Le lourd rideau de fer est relevé. Dans la semi-pénombre, le comptoir en Formica et quelques tables n’en finissent plus de prendre la poussière. « Je passe tous les jours pour lutter contre les squatteurs », rassure Jamal Benbachir. Propriétaire du petit hôtel-restaurant des Salinières, rue de la Fusterie, près de la porte de Bourgogne, il ne désespérait pas de tourner la page après des années de fermeture. Un compromis de vente a été signé avec des acquéreurs bordelais pour 700 000 euros, frais d’agence compris. Mais InCité, la Société d’économie…

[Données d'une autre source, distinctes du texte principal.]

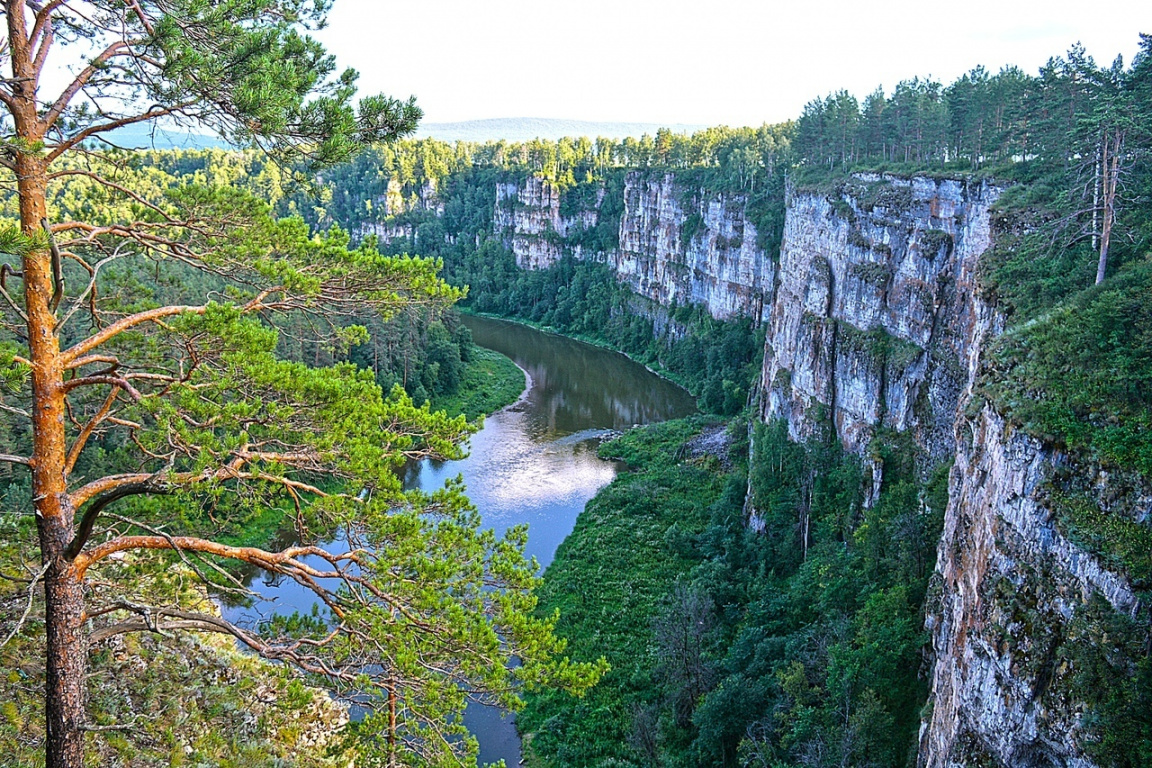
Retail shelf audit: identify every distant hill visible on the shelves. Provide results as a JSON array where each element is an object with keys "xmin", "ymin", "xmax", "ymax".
[
  {"xmin": 106, "ymin": 124, "xmax": 229, "ymax": 150},
  {"xmin": 99, "ymin": 117, "xmax": 707, "ymax": 150},
  {"xmin": 416, "ymin": 117, "xmax": 706, "ymax": 142}
]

Le lourd rideau de fer est relevé. Dans la semi-pénombre, le comptoir en Formica et quelques tables n’en finissent plus de prendre la poussière. « Je passe tous les jours pour lutter contre les squatteurs », rassure Jamal Benbachir. Propriétaire du petit hôtel-restaurant des Salinières, rue de la Fusterie, près de la porte de Bourgogne, il ne désespérait pas de tourner la page après des années de fermeture. Un compromis de vente a été signé avec des acquéreurs bordelais pour 700 000 euros, frais d’agence compris. Mais InCité, la Société d’économie mixte (SEM) en charge de la requalification immobilière du centre-ville ancien, a fait valoir son droit de préemption à un tout autre prix : très exactement « 270 720 euros », selon le courrier adressé par huissier, mi-juillet.

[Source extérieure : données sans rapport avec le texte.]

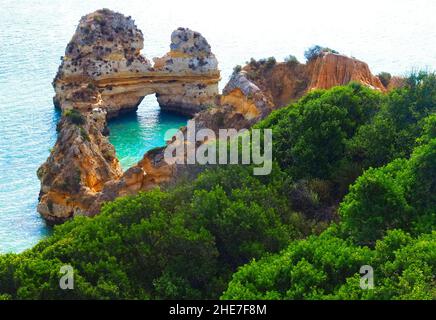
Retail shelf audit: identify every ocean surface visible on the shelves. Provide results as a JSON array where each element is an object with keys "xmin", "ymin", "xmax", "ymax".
[{"xmin": 0, "ymin": 0, "xmax": 436, "ymax": 252}]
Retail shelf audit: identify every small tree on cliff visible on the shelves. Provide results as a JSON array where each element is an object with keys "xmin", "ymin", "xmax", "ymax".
[{"xmin": 304, "ymin": 45, "xmax": 339, "ymax": 61}]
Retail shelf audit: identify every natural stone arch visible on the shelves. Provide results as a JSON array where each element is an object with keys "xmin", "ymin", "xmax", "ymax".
[{"xmin": 53, "ymin": 9, "xmax": 220, "ymax": 117}]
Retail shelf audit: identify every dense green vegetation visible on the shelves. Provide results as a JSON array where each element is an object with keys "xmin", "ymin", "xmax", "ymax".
[{"xmin": 0, "ymin": 74, "xmax": 436, "ymax": 299}]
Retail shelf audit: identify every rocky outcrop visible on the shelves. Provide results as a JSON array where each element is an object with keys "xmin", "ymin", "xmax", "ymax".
[
  {"xmin": 53, "ymin": 9, "xmax": 220, "ymax": 117},
  {"xmin": 38, "ymin": 109, "xmax": 122, "ymax": 224},
  {"xmin": 307, "ymin": 53, "xmax": 386, "ymax": 91},
  {"xmin": 38, "ymin": 9, "xmax": 400, "ymax": 223}
]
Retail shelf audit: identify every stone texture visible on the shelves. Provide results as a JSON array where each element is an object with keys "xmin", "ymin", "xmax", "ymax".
[
  {"xmin": 38, "ymin": 9, "xmax": 401, "ymax": 223},
  {"xmin": 53, "ymin": 9, "xmax": 220, "ymax": 117}
]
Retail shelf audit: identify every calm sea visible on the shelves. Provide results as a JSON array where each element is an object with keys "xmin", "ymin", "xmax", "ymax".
[{"xmin": 0, "ymin": 0, "xmax": 436, "ymax": 252}]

« Je refuse catégoriquement ce montant dérisoire », prévient Jamal Benbachir, prompt à dénoncer « de la spoliation pure et simple » et « des méthodes inacceptables et inappropriées dans un État de droit ». Ou, du moins, l’illustration des frictions récurrentes entre des propriétaires bordelais et le régulateur revendiqué du marché de l’immobilier, dont la concession d’aménagement a été renouvelée pour la période 2022-2025 par Bordeaux Métropole, pas plus tard qu’en mai.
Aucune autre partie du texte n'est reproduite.